Notes on sed, the stream editor

Table of contents:

Removal example
Appending example
Operating on a list of files, with the find command
About -i
Cross-platform bash calling to sed

Removal example

Removing JavaDoc author tags:

sed -i -e "/^[[:space:]]*\*[[:space:]]*@author.*/d" file.java

-e means "the next argument is an expression to evaluate". This particular sed expression has two parts.

There is a left-hand part (the input part) that contains a regular expression (regex). sed will try to match on that regex.

Let's take a look at the regex. This will allow us to match any whole line containing author tags like * @author. ^ means "at the start of the line". [[:space:]] means "any space", and we use it here to allow matching with both spaces and tabs. The * after that means "any amount of the previous", and together they will match any number of spaces and tabs. Next, we see \*. Here we want to match on an actual * character. We must "escape" the * with a \ to allow sed to interpret it as an actual character. The @author refers to the actual author tag. .* refers to any amount (*) of any character (.). This combination will match any author name.

When sed finds a match we move to the right-hand part of the sed expression (the output part). The output part contains instructions on what to do when we find a match. Thed in the output part of the expression means that the matched regex, the input part of the expression, will be deleted. Below we also have examples of s for substituting and r for replacing.

-i means "in-place", in the input file. There is further discussion of -i below.

Appending example

Here we append company information to the author tags.

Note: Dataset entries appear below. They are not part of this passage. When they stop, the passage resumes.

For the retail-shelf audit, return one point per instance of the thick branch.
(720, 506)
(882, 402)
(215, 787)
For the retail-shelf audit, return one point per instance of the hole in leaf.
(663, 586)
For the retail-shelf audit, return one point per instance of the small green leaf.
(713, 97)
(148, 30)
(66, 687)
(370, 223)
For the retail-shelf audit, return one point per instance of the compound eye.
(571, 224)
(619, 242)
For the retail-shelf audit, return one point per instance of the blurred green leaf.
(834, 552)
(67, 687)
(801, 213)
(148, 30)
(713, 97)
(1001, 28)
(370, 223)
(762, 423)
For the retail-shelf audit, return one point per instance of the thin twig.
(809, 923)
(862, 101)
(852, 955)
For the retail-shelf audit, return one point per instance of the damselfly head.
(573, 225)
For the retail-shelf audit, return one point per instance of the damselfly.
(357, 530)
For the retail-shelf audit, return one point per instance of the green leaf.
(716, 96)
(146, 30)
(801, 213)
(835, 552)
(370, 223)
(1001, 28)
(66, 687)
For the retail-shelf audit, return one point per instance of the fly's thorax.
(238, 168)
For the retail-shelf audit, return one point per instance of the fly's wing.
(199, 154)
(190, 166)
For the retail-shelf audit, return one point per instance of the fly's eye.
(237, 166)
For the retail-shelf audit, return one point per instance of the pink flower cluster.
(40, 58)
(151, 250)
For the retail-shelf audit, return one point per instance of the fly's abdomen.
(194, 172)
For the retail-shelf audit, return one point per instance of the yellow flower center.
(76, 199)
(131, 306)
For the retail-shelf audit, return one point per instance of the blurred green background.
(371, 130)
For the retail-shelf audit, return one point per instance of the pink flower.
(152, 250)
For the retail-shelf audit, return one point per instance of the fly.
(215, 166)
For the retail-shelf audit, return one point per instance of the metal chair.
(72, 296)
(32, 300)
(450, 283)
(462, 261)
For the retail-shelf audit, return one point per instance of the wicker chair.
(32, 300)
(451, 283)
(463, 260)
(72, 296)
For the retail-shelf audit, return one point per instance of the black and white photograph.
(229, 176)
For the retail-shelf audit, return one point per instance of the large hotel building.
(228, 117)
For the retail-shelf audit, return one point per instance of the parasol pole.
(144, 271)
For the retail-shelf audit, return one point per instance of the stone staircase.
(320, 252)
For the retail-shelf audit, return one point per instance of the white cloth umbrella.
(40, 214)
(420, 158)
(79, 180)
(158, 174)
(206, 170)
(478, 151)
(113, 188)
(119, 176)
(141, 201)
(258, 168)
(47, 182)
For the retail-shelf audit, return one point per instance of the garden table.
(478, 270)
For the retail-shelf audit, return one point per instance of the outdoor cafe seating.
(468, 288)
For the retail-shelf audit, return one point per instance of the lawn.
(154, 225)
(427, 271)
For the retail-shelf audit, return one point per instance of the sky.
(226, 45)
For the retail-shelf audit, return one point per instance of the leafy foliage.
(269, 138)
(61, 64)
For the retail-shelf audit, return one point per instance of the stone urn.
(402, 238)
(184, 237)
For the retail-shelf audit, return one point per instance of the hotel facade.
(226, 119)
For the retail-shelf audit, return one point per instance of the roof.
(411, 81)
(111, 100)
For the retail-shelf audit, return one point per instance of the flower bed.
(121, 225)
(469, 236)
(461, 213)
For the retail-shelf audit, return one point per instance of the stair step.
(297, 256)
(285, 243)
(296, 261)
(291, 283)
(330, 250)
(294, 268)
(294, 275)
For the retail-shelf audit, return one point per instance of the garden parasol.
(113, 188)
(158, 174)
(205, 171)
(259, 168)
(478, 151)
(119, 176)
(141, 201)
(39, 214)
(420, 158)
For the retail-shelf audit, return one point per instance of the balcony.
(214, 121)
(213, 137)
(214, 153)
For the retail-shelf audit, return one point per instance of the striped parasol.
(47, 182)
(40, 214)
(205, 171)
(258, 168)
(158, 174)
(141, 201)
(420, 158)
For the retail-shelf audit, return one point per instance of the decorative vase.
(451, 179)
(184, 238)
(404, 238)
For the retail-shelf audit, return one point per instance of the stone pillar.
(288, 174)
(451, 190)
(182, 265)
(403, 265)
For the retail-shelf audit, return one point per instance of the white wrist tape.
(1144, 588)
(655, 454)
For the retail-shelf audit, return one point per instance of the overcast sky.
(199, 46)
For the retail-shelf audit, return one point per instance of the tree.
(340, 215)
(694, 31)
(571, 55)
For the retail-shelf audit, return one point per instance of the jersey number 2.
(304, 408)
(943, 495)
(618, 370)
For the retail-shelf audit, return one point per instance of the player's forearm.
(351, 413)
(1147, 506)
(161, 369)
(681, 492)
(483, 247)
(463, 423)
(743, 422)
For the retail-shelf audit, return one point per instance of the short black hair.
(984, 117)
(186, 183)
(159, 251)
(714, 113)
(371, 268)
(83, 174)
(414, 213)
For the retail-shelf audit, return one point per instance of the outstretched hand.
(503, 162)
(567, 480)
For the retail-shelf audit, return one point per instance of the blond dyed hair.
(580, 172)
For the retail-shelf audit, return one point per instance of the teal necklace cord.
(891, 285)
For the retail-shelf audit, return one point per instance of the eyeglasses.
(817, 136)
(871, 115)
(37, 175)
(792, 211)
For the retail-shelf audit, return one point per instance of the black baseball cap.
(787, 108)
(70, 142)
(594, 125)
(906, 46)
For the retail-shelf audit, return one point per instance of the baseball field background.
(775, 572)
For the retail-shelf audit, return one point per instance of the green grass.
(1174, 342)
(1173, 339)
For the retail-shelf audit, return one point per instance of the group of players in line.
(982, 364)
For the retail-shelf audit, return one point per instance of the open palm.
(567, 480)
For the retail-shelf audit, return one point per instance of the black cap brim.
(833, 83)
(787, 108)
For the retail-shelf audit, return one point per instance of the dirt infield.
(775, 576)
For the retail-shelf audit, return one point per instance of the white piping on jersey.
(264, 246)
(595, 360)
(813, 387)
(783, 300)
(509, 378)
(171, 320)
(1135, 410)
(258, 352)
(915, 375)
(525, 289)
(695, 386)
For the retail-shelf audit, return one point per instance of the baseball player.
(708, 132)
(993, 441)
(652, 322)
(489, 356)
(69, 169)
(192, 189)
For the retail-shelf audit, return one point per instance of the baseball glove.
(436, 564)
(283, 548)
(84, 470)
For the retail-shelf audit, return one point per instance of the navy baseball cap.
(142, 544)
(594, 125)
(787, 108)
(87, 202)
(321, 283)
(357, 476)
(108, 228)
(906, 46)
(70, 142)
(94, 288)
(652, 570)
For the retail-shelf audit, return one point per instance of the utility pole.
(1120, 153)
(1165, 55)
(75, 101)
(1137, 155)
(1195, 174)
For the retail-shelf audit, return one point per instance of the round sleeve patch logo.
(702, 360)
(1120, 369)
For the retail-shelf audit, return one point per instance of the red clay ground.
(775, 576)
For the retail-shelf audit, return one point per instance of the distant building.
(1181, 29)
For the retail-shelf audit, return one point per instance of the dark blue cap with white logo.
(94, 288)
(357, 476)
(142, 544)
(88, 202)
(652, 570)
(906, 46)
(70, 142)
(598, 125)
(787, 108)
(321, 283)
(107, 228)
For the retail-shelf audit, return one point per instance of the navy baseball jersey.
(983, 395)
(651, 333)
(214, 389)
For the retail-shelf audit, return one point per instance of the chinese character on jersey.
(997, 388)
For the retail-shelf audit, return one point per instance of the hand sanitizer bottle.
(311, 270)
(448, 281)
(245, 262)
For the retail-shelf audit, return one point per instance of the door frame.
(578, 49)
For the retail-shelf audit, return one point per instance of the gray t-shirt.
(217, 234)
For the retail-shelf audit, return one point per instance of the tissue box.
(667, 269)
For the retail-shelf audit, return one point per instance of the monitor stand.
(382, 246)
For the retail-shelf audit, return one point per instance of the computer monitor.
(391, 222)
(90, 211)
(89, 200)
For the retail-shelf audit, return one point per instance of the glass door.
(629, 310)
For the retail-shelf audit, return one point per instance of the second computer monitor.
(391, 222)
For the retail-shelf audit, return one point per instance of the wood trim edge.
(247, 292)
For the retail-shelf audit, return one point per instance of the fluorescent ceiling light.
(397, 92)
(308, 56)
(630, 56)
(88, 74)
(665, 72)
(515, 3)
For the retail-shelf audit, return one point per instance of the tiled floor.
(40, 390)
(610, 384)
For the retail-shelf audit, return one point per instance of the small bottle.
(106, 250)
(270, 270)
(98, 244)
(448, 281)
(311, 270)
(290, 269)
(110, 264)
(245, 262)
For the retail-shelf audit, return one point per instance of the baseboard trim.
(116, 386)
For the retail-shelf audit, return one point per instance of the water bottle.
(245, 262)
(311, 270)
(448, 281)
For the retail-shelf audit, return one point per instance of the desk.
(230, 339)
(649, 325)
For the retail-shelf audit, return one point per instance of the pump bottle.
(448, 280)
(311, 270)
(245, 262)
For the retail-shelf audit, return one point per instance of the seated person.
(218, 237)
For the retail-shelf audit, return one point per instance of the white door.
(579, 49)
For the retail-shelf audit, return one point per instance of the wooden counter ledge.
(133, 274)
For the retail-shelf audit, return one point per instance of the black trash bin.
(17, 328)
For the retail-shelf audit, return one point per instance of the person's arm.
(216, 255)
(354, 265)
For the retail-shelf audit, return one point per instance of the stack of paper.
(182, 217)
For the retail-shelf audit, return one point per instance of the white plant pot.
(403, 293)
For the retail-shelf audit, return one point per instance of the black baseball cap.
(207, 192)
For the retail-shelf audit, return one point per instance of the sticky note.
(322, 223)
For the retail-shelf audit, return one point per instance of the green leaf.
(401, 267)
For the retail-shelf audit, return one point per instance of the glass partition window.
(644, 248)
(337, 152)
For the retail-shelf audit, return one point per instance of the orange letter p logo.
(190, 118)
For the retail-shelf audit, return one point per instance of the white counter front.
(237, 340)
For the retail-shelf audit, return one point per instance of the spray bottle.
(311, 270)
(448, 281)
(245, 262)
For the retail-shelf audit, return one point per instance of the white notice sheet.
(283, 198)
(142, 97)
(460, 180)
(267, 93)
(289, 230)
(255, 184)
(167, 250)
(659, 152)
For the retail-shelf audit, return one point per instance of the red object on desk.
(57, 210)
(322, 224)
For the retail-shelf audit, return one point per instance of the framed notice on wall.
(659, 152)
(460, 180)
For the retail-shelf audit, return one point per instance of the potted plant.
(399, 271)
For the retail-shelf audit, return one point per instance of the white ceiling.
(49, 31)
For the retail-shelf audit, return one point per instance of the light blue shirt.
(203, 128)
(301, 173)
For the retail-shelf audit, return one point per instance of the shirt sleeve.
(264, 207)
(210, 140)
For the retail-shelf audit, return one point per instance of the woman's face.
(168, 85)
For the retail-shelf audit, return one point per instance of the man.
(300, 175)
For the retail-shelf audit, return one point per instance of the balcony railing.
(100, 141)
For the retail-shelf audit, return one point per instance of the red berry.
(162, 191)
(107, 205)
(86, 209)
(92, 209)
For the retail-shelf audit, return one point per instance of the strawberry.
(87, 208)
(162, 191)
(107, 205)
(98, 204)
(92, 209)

sed -i -e "s/^[[:space:]]*\*[[:space:]]*@author.*/& (CompanyName)/" file.java

The s at the start of the sed expression means "substitute". We will substitute the input regex with the output expression. The & in the output expression refers to the text that matched the expression. The end result is that we substitute the matched text with the matched text itself, plust " (CompanyName)".

Operating on a list of files, with the find command

Example use with find, as I have used it in a make file:

find $(OUTPUTDIR) -type f -name "*.html" -exec sed -i '.wip' -e "/<!-- insert file here -->/r $(FILE)" -e "//d" {} \;

We find HTML files and pass them to sed. Occurrences of  will be replaced with the file contents, using the pattern r $(FILE). The r means replace. The //d part instructs sed to delete the matched pattern, .

About -i

-i allows us to edit a whole list files in-place, independently. Handy when using the output of find!

Edit files in-place similarly to -I, but treat each file independently from other files.  In particular, line numbers in each file start at 1, the “$” address matches
the last line of the current file, and address ranges are limited to the current file.  (See Sed Addresses.) The net result is as though each file were edited by a
separate sed instance.

Note that in some situations sed on macOS requires that you pass a filename extension for the temporary working file. Without that we get strange errors that don't clarify the problem. I like the idea of passing ".wip" as the extension. We can easily recursively remove the .wip files afterwards, with the following command:

find path/to/target/directory -type f -name "*.wip" -delete Be careful, that command will remove all files with names ending in ".wip". Any unrelated files that have a filename that ends with ".wip" will also be gone.

Cross-platform bash calling to sed

Below is an example of using the OSTYPE environment variable to change the sed argument, based on whether we are on macOS or not. We pass -i '.wip' if we are on macOS, and only -i otherwise.

if [[ "$OSTYPE" == "darwin"* ]]; then
    find "$1" -type f -name "*.html" -exec sed -i '.wip' -e "/$2/r $3" -e "//d" {} \;
else
    find "$1" -type f -name "*.html" -exec sed -i -e "/$2/r $3" -e "//d" {} \;
fi